Guatemalan economist and politician

Juan Alberto Fuentes Knight is a Guatemalan economist, politician, and non-profit official. Among other roles, he has served as Minister of Finance in Guatemala and as chairman of Oxfam International.

==Biography==
Fuentes was born Juan Alberto Fuentes Knight to the economist and politician Alberto Fuentes Mohr. He studied economics at McGill University and the University of Toronto, and received his PhD from the University of Sussex. Fuentes has held positions with the United Nations in Costa Rica, Mexico, Chile, and Guatemala. He was founder and director of the Central American Institute for Fiscal Studies (ICEFI), the first think tank of its kind in the region.

From 2008 to 2010, Fuentes served as Minister of Finance in Guatemala. In this role, he steered the country's finances through the turbulent Great Recession, implementing moderate countercyclical policies to soften the impact of the global economic downturn. He also created a vice ministry dedicated to transparency in use of public funds. Alongside other initiatives, this new vice ministry spurred significant improvement in Guatemala's standing in the International Transparency Ranking, as the country moved up by 12 spots. After his time in office, Fuentes authored a popular book, Rendición de Cuentas (For Accountability), detailing his experiences while leading the Ministry.

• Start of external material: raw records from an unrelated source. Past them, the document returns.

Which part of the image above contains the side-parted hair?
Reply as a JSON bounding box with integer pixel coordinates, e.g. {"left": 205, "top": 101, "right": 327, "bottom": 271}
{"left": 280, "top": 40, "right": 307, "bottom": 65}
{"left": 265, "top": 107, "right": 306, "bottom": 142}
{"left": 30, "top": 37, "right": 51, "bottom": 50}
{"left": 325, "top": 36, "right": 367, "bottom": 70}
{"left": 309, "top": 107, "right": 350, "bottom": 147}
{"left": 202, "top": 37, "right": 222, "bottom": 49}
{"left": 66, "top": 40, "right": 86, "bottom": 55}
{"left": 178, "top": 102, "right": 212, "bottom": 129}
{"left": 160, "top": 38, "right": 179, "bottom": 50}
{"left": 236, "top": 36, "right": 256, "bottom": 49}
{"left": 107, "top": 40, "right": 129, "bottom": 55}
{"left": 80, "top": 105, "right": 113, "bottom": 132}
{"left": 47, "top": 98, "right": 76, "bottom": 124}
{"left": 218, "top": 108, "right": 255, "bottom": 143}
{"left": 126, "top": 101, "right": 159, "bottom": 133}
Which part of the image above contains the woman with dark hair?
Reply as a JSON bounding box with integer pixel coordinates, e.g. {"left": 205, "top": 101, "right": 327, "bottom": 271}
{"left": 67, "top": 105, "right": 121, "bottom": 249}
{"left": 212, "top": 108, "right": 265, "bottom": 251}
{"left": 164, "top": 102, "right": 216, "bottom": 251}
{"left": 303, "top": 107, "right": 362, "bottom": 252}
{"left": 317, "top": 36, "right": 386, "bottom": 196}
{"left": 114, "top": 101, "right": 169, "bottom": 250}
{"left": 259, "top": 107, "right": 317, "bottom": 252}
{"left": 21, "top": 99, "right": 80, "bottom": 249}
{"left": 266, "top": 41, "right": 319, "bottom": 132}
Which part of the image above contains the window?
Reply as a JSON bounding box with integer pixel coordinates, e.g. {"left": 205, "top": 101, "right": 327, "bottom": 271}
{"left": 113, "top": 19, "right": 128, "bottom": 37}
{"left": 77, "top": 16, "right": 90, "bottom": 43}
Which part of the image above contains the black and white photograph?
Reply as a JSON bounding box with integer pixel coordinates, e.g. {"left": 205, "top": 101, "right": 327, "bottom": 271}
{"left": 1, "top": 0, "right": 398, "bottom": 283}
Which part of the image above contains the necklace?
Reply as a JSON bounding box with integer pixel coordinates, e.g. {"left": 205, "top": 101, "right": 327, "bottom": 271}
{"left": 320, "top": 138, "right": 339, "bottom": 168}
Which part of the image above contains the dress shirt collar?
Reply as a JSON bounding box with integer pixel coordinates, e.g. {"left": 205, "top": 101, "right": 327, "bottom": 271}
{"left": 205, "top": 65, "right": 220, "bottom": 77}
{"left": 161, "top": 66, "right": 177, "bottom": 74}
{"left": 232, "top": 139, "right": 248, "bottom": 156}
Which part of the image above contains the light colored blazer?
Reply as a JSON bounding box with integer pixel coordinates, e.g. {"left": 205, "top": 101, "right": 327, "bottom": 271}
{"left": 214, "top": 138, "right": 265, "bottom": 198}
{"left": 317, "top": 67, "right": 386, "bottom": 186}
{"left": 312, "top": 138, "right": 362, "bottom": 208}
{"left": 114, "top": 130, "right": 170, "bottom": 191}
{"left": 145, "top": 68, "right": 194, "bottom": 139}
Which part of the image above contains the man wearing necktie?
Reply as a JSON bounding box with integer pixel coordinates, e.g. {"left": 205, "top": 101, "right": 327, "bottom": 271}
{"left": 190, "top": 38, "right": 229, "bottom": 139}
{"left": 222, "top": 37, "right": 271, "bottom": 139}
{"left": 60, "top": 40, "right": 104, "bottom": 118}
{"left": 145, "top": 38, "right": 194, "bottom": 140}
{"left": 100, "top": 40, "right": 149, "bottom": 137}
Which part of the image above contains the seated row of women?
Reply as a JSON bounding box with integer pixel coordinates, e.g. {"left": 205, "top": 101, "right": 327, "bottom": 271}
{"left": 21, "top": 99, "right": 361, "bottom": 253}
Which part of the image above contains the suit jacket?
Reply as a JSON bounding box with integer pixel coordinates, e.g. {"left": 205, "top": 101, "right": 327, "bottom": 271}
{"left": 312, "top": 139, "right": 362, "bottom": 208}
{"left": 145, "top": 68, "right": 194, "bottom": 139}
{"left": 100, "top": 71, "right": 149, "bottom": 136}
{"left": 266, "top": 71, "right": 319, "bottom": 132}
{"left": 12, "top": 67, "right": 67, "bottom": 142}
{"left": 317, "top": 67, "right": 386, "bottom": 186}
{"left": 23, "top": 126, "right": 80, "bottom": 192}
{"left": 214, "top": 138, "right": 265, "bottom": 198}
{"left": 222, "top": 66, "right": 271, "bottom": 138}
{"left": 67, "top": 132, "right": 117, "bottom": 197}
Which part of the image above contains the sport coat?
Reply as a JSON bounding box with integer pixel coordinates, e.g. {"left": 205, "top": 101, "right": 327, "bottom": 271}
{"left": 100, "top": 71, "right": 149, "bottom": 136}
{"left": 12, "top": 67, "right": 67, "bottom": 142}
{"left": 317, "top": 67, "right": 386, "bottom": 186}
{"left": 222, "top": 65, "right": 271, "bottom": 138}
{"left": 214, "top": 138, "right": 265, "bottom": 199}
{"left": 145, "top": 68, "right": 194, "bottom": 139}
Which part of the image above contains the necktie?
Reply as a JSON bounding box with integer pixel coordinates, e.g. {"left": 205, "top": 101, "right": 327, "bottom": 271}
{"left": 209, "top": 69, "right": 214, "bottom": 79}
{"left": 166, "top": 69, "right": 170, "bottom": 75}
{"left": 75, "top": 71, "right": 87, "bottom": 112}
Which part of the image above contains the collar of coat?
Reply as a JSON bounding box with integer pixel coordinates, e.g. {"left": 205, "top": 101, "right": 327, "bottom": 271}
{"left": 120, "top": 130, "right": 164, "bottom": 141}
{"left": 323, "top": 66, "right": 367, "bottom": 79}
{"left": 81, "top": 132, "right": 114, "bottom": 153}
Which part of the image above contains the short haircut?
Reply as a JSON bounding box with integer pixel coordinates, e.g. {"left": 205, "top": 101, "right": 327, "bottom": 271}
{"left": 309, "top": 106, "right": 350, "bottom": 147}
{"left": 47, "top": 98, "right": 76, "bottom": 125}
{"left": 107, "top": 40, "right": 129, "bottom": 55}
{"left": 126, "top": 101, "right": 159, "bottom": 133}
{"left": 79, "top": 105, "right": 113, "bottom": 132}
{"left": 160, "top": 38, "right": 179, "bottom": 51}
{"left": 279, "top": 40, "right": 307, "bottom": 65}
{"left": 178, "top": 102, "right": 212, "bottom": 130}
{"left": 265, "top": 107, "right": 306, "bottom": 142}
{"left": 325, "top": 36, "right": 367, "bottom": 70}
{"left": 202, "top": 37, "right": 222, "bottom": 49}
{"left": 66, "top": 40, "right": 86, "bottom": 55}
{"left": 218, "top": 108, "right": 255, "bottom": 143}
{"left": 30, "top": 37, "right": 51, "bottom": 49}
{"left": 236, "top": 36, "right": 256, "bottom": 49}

Fuentes resigned as Minister of Finance in 2010, citing anomalies in the use of public funds and inability to pass a progressive fiscal reform. He went on to serve as Regional Advisor of the UN Economic Commission for Latin America and the Caribbean (ECLAC) in Mexico City. He then worked as Director of the Division of Economic Development at ECLAC in Santiago, Chile, where he conducted research on macroeconomic challenges and fiscal reform in Latin America and the Caribbean. Following this role, he taught courses in Economics at Universidad Rafael Landívar in Guatemala City, served as an independent consultant on economic integration and political economy, and participated in the organization of a new Guatemalan political initiative called Semilla.

On 13 February 2018, Fuentes was detained, alongside all other members of President Álvaro Colom's Cabinet, as part of a corruption investigation dating back to his time in government. In December 2024, Judge Mario Hichos dismissed the Transurbano case against Colom's Cabinet, ruling that the Public Ministry had failed to present sufficient evidence to proceed to trial and granting a definitive dismissal of the charges against the former officials.

In July 2023, Fuentes announced his self-imposed exile from Guatemala, citing what he described as political persecution related to investigations against members of the Movimiento Semilla party.